Friday, Nov. 28, 1969

Notes from the Underground

Soviet newspapers almost never mention the acts of protest against government policy that have become commonplace in Russia during the past few years. Scarcely ever do they speak of the arrests and other reprisals against dissenters that are now taking place with increasing frequency in the Soviet Union.

Despite the blanket of official silence, there is one publication in Russia that records the protests and persecution of the country's dissenters. It is a small, often tattered, clandestine newsletter called Chronicle of Current Events. Despite constant KGB (secret police) efforts to stamp it out, the Chronicle, which usually runs no more than 40 typescript pages, circulates among intellectuals in major Soviet cities with the speed of a brush fire.

The Chronicle appears through what Russians call samizdat, which means self-publishing; it is a play on the Soviet term Gosizdat, the state publishing house. Behind closed doors, readers type copies of the newsletter, which they pass on to friends in chain-letter fashion. Fresh news items for the paper are sent back to the anonymous editors by the same chain of communication. Though anyone who copies or circulates the Chronicle faces severe penalties, ten issues of the Chronicle have appeared since it was launched in 1968. The front page of a recent issue carries a quotation from the U.N. Bill of Human Rights and a list of the cases reported in the issue (see cut).

Dispassionate Tones. Along with foreign short-wave broadcasts, the Chronicle has become a main source of information for Soviet intellectuals. It broke the news of the arrest of three naval officers for having drafted an appeal for free speech (TIME, Oct. 31). It was the only publication in Russia to re port on such historical documents as Alexander Solzhenitsyn's letters to the Writers Union about the banning of his works. The Chronicle regularly offers listings of the latest officially forbidden books by both Western and Russian authors circulating in samizdat editions in the Soviet Union.

Dispassionate in tone, it prints terse bulletins about the condition of political prisoners, like the writers Andrei Sinyavsky and Yuli Daniel, together with their labor-camp addresses. Top KGB investigators, prosecutors and judges who are involved in important political cases are identified by name for the record. The avowed purpose of the Chronicle is to secure civil rights for Soviet citizens within the letter and spirit of the constitution. Summaries of recent items:

> Alexander Daniel, the 20-year-old son of Yuli, was denied admission to Tartu University in Estonia, although he had been accepted earlier and had graduated at the top of his high school class. Recently he was fired from a menial job in the computer center of the Moscow Engineering Institute. At a meeting called to discuss young Daniel's case, the rector of the institute, Nikolai Strel-huk, expressed particular dissatisfaction about the number of Jews, like Daniel, who had been hired at the institute.

> On July 11, Genrikh Altunian, a Soviet army major and a teacher at the Military Institute of Kharkov, was arrested after a house search had turned up copies of Solzhenitsyn's Cancer Ward and issues of the Chronicle. He was expelled from the Communist Party, cashiered from the army and jailed in a KGB isolation prison.

> A KGB investigator, Nikolai Danilov, left his work on the island of Sakhalin and took a job as a legal-aid consultant in a Leningrad law office. He was arrested and confined in a special insane asylum for political offenders, where he is being "treated" with insulin shock.

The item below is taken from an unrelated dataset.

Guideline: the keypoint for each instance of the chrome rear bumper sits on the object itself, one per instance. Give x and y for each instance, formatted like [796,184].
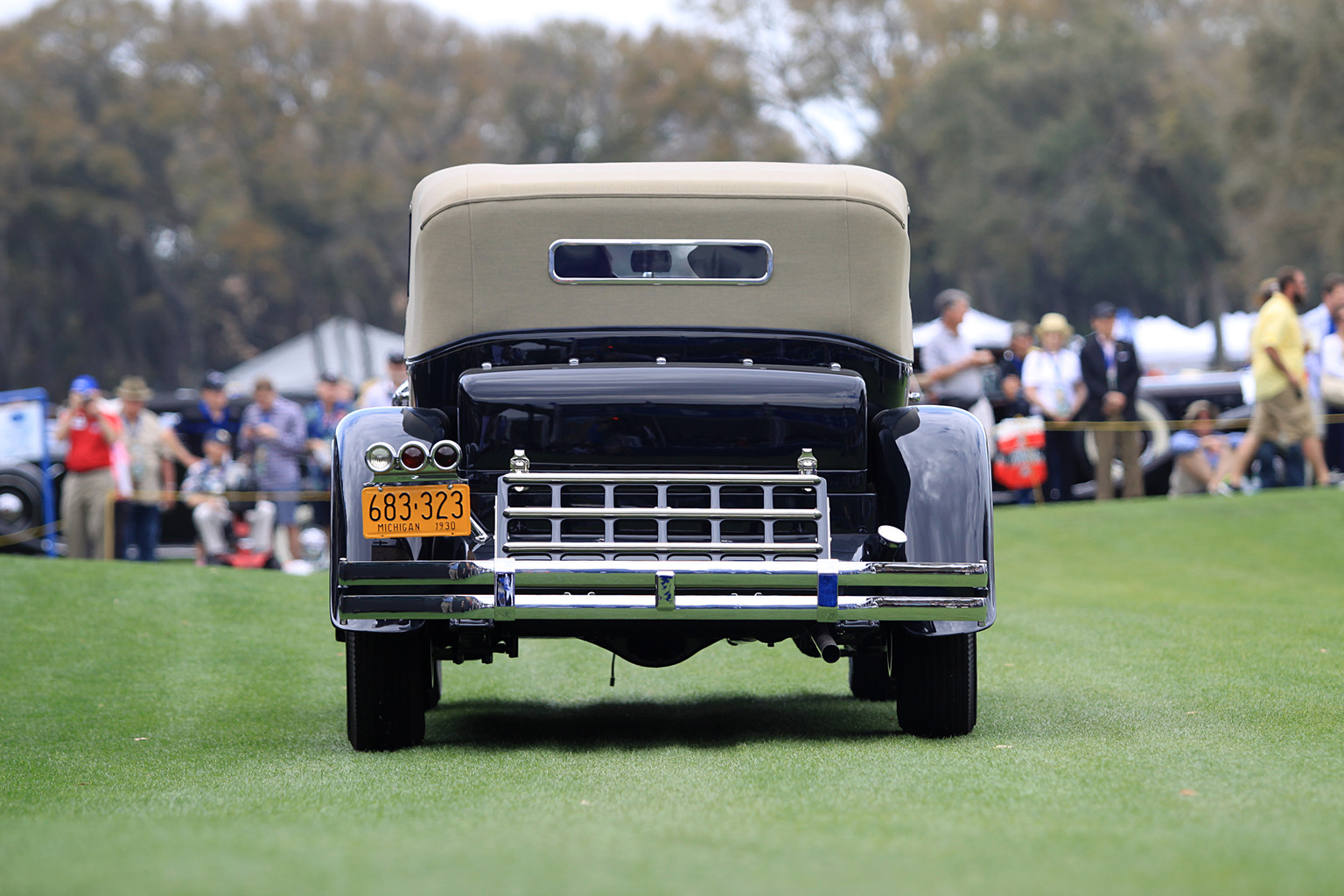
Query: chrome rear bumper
[777,590]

> In Leningrad last December, three intellectuals were tried and sentenced to hard labor for "producing, harboring and circulating works of an anti-Soviet nature." These included Milovan Djilas' The New Class and Barry Goldwater's Why Not Victory? and The Conscience of a Conservative.

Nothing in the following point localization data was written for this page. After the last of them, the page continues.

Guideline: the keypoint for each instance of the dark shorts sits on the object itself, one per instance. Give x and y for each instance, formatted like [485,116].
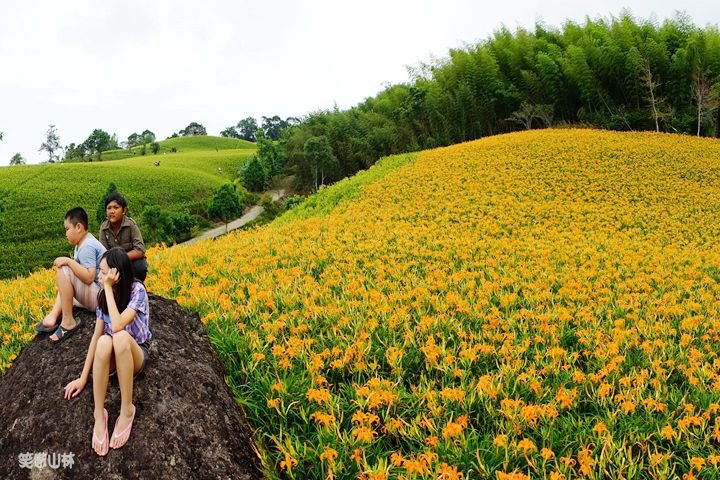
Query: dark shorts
[145,347]
[140,268]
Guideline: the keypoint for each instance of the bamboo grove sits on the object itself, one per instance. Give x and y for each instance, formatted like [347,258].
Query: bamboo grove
[618,73]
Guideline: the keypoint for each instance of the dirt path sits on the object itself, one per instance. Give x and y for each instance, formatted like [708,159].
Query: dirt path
[277,193]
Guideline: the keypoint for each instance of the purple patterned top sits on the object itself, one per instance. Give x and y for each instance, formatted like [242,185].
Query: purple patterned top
[139,328]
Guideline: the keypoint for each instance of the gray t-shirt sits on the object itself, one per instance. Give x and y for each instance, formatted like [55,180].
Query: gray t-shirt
[89,253]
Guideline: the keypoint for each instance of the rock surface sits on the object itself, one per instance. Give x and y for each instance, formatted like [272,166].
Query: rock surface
[187,424]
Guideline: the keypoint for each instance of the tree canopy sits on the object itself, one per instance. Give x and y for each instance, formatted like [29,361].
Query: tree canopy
[618,73]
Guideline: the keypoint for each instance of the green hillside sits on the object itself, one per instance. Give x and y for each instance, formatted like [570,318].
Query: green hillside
[181,145]
[35,197]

Ominous Forecast. In instances where Western specialists could check the veracity of the Chronicle reports, they have proved to be accurate. That only makes the newsletter's prediction about Stalin seem more significant. Issue No. 10, which has just begun to circulate in Russia, reports that the Soviet leaders are planning a major campaign to "rehabilitate" Stalin on the occasion of the 90th anniversary of his birth next Dec. 21. Major articles in Pravda and Izvestia are in preparation, together with a four-volume edition of his works. Posters and a statue are also being made ready for the event. As if to confirm the Chronicle's prediction, two pictures of Stalin last week appeared in a photo exhibit of Soviet history in Moscow. Since the Kremlin's attitude toward Stalin often has been a barometer of the government's willingness to repress dissenters, rehabilitation of the defamed dictator would portend an even bleaker era for the readers of the Chronicle.